According to the Oxford team, this is the first test done on the bones.
“Many relics that we study turn out to date to a period somewhat later than the historic attestation would suggest,” said Professor Tom Higham, director of the Oxford Relics Cluster at Keble College’s Advanced Studies Centre.
“This bone fragment, in contrast, suggests that we could possibly be looking at remains from St Nicholas himself.”
He added that “science is not able to definitely prove that it is, it can only prove that it is not, however.”
The bone, which is a pelvis fragment, is owned by Father Dennis O’Neill, of St Martha of Bethany Church, in Illinois, United States.
Around 500 bone fragments thought to be those of the revered saint are believed to be held in Venice.
Researchers now want to use DNA testing to prove whether these bones are from the same body.

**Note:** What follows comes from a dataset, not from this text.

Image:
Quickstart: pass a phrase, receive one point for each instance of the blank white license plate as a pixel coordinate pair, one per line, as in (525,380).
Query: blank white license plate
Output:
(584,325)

Most of his remains have been held in the Basilica di San Nicola, in Bari, Italy, since 1087, where they are buried in a crypt beneath a marble altar, but over the years relic fragments have been acquired by churches around the world.
Dr Georges Kazan, another director of the Oxford Relics Cluster, said: “These results encourage us to now turn to the Bari and Venice relics to attempt to show that the bone remains are from the same individual.
“We can do this using ancient palaeogenomics, or DNA testing.
“It is exciting to think that these relics, which date from such an ancient time, could in fact be genuine.”
St Nicholas is thought to have lived in Myra, which is modern-day Turkey.
He is one of the most revered of the saints, and was famed for his generosity.